Wikidata SPARQL: subclasses and OPTIONAL

Let's focus on Canadian universities

# show instances & subclasses of Canadian universities on a map
#defaultView:Map

SELECT * WHERE {
  ?s wdt:P31/wdt:P279* wd:Q3918 . # instances of and subclasses of university
  ?s wdt:P31 ?instanceOf .        # instance of what?
  ?s wdt:P17 wd:Q16 .             # in Canada
  ?s rdfs:label ?sLabel .
  ?instanceOf rdfs:label ?instanceLabel .
  FILTER(LANG(?sLabel) = "en") .  # give us the English label
  FILTER(LANG(?instanceLabel) = "en") .  # give us the English label
  OPTIONAL{?s wdt:P625 ?coords} . # and coordinates, if possible
}
ORDER BY ?sLabel

SPARQL: aggregates

SPARQL can count and group too:
  1. Change your SELECT clause to select ?countryLabel (COUNT (?s) AS ?cnt).
  2. Add an GROUP BY DESC(?cnt) clause just before the ORDER BY clause:
    SELECT ?countryLabel (COUNT (?s) AS ?cnt) WHERE {
      ?s wdt:P31 wd:Q3918 .
      ?s wdt:P17 ?country .
      ?country rdfs:label ?countryLabel .
      FILTER(LANG(?countryLabel) = "en") .
    }
    GROUP BY ?countryLabel
    ORDER BY DESC(?cnt)
    LIMIT 100

SPARQL: aggregate functions

  1. The aggregate functions defined in SPARQL 1.1 are COUNT, SUM, MIN, MAX, AVG, GROUP_CONCAT, and SAMPLE
  2. GROUP_CONCAT takes a variable name and the string with which you want to concatenate each value of the variable, e.g. GROUP_CONCAT(?instrument, "; ")
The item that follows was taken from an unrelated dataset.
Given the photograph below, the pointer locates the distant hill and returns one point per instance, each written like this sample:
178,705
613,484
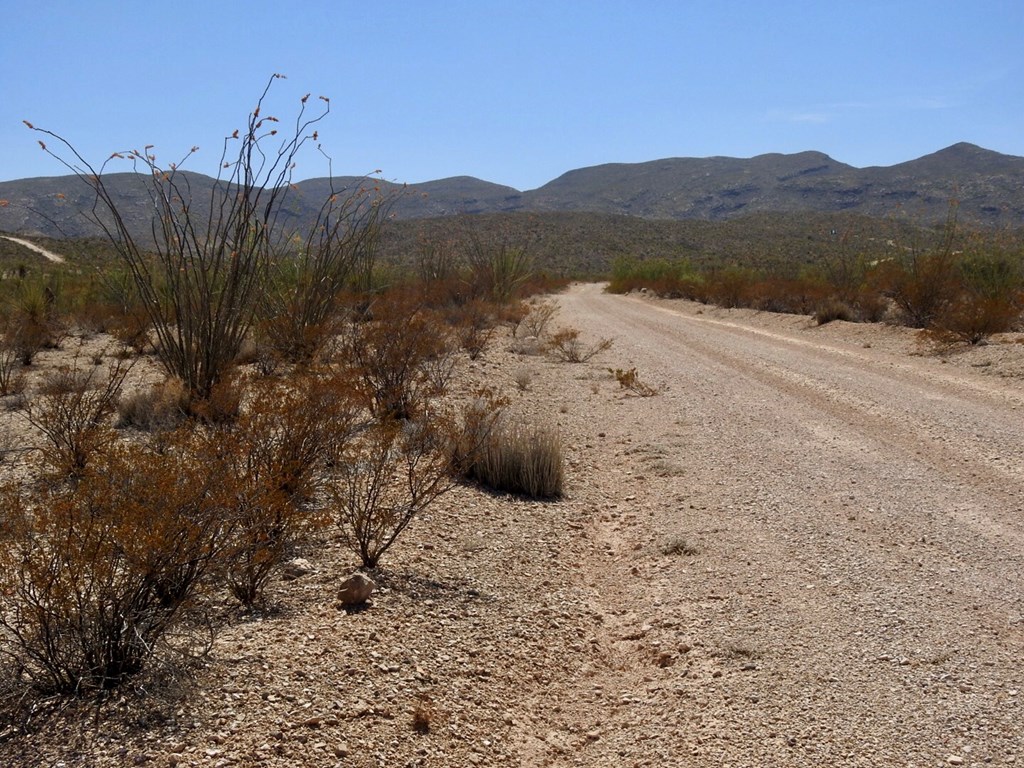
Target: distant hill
988,185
Wikidata SPARQL: HAVING filter

SPARQL can filter aggregate results
  1. Add a HAVING(COUNT(?s) <= 50) clause just before the ORDER BY clause:
    SELECT ?countryLabel (COUNT (?s) AS ?cnt) WHERE {
    ?s wdt:P31 wd:Q3918 .
    ?s wdt:P17 ?country .
    ?country rdfs:label ?countryLabel .
    FILTER(LANG(?countryLabel) = "en") .
    }
    GROUP BY ?countryLabel
    HAVING(COUNT(?s) <= 50)
    ORDER BY DESC(?cnt)
    LIMIT 100

SPARQL: CONSTRUCT graphs

Hands on app time!

Wikidata-powered infocards

  • Years ago, I taught our Evergreen library catalogue to display Wikidata infocards about musicians and bands
  • Sadly we migrated from Evergreen in 2020
  • But the generic code is still available
  • The following lab is a simplified version of that code

Get the code and try it out

Progressively enhance

  • We start basic: just a list of pets with their Wikidata concept URIs
  • At each stage, I add a chunk of vanilla JavaScript
    • Simple DOM manipulation
    • Iteratively building the SPARQL query
    • Parsing and displaying the results (entity summarization)
  • Get your hands dirty! Get more data, or try a different dataset!